Another 2014 academic study estimated that 6.4 percent of all noncitizens voted illegally in federal elections in 2008, with 81.8 percent of those reporting voting for Barack Obama. If the same percentage holds true this year, Kamala Harris could expect up to 1.2 million non-national votes.

Polls in battleground states show close races in all of these states, and even a few thousand votes could change the election. There are more than 787,000 noncitizens in Georgia, which was decided in 2020 by less than 12,000 votes. North Carolina, which Trump won by 74,000 votes four years ago, has 726,000 noncitizens. Arizona, home to 611,000 non-citizens, favored Biden by less than 11,000 votes in 2020.

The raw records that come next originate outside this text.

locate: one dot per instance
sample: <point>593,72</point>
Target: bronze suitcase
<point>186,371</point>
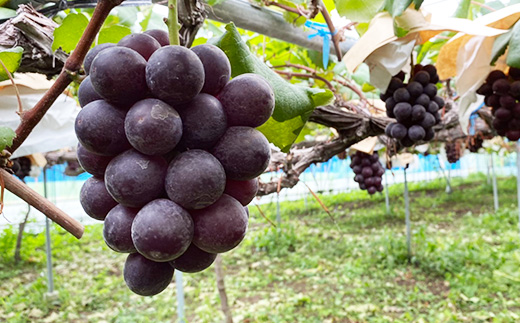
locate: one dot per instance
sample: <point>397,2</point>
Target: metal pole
<point>407,217</point>
<point>180,296</point>
<point>50,281</point>
<point>495,188</point>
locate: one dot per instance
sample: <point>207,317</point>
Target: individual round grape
<point>422,77</point>
<point>144,44</point>
<point>95,199</point>
<point>430,90</point>
<point>423,100</point>
<point>221,226</point>
<point>501,86</point>
<point>153,127</point>
<point>415,89</point>
<point>494,76</point>
<point>418,113</point>
<point>174,74</point>
<point>87,62</point>
<point>416,133</point>
<point>242,191</point>
<point>203,122</point>
<point>399,131</point>
<point>160,35</point>
<point>162,230</point>
<point>401,95</point>
<point>92,163</point>
<point>145,277</point>
<point>100,128</point>
<point>195,179</point>
<point>217,69</point>
<point>248,100</point>
<point>86,93</point>
<point>118,75</point>
<point>402,111</point>
<point>244,152</point>
<point>134,179</point>
<point>193,260</point>
<point>117,229</point>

As AMAC Newsline previously reported, there are several glaring loopholes in both state and federal election laws that allow noncitizens access to the ballot box. In addition to not requiring identification to register to vote, 14 states also do not require a photo ID to actually vote. Twenty-eight states, including Michigan, Georgia, and North Carolina, allow voters to use student IDs, which do not differentiate between citizens and noncitizens.

At least 19 other states and the District of Columbia have also passed laws allowing non-citizens to obtain driver’s licenses, again without mentioning whether someone is a citizen or a voter. Some cities, including the capital, now allow illegal aliens to vote in local elections.

While AMAC Action has made non-citizen voting one of its top priorities in its voter advocacy efforts this year, AMAC members are speaking out in statehouses and Capitol Hill, urging lawmakers to take action to strengthen election integrity. is requesting that you take it.

AMAC Action supported a variety of state-level measures and strongly supported the Protection of American Voter Eligibility Act (SAVE), passed by the U.S. House of Representatives in July. The bill would amend the National Voter Registration Act to require states to obtain documentation of U.S. citizenship and identity when registering individuals to vote in federal elections. It would also require states to establish programs to remove noncitizens from existing voter rolls.

AMAC Action also launched get-out-the-vote campaigns in key states aimed at informing AMAC members about important issues such as election integrity and the threat of non-referendum votes. Notably, six states are voting on constitutional amendments to ban non-citizens from voting this year, and AMAC members are expected to be involved in all states.

AMAC Action efforts will continue through Election Day, with a special focus on early voting in the final weeks of the campaign.

Shane Harris is an author and political consultant from Southwest Ohio. You can follow him at X @shaneharris513.